English Language Learners

English Language Learners are challenged to meet high standards of proficiency in all core subjects under NCLB, even as they develop their English Language skills. The New Century Learning System provides the extra support that can make the difference in student’s progress. New Century addresses the five key elements recommended by the Institute of Education Sciences (IES).
Screen and Monitor Progress
New Century provides both initial diagnostic assessments and ongoing formative assessments. These integrated tools provide teachers with a clear picture of each student’s needs and their progress in developing skills. Formative assessments also automatically adjust their individualized instructional path to closely match the student’s developing needs.

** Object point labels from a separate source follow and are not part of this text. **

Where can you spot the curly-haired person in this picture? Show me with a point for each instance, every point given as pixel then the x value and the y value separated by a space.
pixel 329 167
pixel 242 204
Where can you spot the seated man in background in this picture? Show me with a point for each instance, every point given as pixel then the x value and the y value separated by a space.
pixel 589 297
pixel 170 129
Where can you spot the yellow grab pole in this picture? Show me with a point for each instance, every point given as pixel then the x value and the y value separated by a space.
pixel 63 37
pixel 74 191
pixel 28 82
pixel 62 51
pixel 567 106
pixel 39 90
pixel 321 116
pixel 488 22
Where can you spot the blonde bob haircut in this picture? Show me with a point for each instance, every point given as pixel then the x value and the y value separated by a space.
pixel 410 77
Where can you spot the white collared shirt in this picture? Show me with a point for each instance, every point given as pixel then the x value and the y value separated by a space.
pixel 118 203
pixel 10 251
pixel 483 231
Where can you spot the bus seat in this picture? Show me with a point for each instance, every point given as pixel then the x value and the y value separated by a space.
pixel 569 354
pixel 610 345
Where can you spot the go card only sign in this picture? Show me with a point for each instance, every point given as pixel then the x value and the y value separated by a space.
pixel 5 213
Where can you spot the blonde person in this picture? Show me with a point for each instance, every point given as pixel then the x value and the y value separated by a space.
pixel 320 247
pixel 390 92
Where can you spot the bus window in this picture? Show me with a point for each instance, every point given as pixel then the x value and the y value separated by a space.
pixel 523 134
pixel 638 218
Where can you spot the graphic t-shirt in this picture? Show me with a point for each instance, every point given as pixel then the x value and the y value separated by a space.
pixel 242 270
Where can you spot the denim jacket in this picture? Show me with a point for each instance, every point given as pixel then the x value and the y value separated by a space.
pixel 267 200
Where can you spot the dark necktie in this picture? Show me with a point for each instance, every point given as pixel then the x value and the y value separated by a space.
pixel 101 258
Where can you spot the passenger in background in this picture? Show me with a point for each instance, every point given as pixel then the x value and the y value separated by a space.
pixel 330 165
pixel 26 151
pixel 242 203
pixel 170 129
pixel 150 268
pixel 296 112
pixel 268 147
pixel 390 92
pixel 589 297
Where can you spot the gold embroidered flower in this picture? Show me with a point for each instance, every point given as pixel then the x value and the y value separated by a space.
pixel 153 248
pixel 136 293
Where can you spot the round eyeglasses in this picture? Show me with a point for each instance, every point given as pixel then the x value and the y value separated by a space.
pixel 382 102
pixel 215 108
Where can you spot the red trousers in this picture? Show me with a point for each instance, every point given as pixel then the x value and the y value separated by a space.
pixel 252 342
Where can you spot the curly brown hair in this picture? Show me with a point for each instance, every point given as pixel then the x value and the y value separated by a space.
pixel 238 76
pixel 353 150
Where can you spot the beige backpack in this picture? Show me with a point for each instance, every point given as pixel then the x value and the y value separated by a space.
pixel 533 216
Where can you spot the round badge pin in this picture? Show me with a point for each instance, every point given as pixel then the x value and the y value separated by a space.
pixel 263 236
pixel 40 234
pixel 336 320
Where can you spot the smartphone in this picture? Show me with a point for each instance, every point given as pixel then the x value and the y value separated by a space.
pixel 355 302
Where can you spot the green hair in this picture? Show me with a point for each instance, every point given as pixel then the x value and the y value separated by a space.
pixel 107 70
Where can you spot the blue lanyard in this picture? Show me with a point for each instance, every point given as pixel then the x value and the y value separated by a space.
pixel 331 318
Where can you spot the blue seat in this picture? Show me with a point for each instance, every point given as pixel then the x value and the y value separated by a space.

Provide Reading Interventions
IES recommends supplemental instruction that is direct and explicit, with frequent review of skills and clear corrective feedback. New Century’s early reading lessons systematically develop the relationship between letter sounds and written words, introducing the vowels, the consonants, and blends. The curriculum incorporates a systematic, synthetic phonics approach that is tailored to each student’s skill proficiency. Each student progresses at their own rate and the software allows students to replay aural instruction to help learn pronunciation of phonemes, words, and phrases. The software is infinitely patient in repeating aural instruction the student may wish to revisit. Lessons contain controlled practice to achieve fluency, including passages, stories, and subject area content. The development of fluency is enhanced by aural instruction and continuous feedback.
Teach Vocabulary
New Century introduces vocabulary systematically in the context of reading topics. Lessons often include a vocabulary review prior to reading passages; many reading passages include a Key Words glossary. Separate spelling lessons, which teach meaning in context, are embedded in the reading curriculum, and also contribute to vocabulary development.
Develop Academic English
Beginning at the third grade equivalent, reading passages are primarily expository, including topics from science, social studies and the humanities. Mastering English lessons teach students the basics of grammar, and a complete Writing Curriculum prepares students for further academic success and real world communications needs.
Schedule Peer Learning
New Century’s reports help teachers to group students by ability level. Pairs of students can work independently on New Century lessons, with higher performing students assisting a struggling student. The Writing curriculum includes a structured process wereby the teacher assigns peer readers to review and comment on writing exercises by other students. The teacher also can review and comment on writing samples at any time.
Success with ELL Students
The New Century reading curriculum is both research based and the subject of randomized controlled studies with independent investigators among students with large ELL populations. These formal studies confirm that teachers who used New Century as part of their curriculum achieved astatistically significant and large improvement in student learning on state proficiency and norm-referenced tests. For this reason, the New Century Learning System is used heavily in South Texas, Florida, and California with English Language Learners to help them successfully migrate to English proficiency.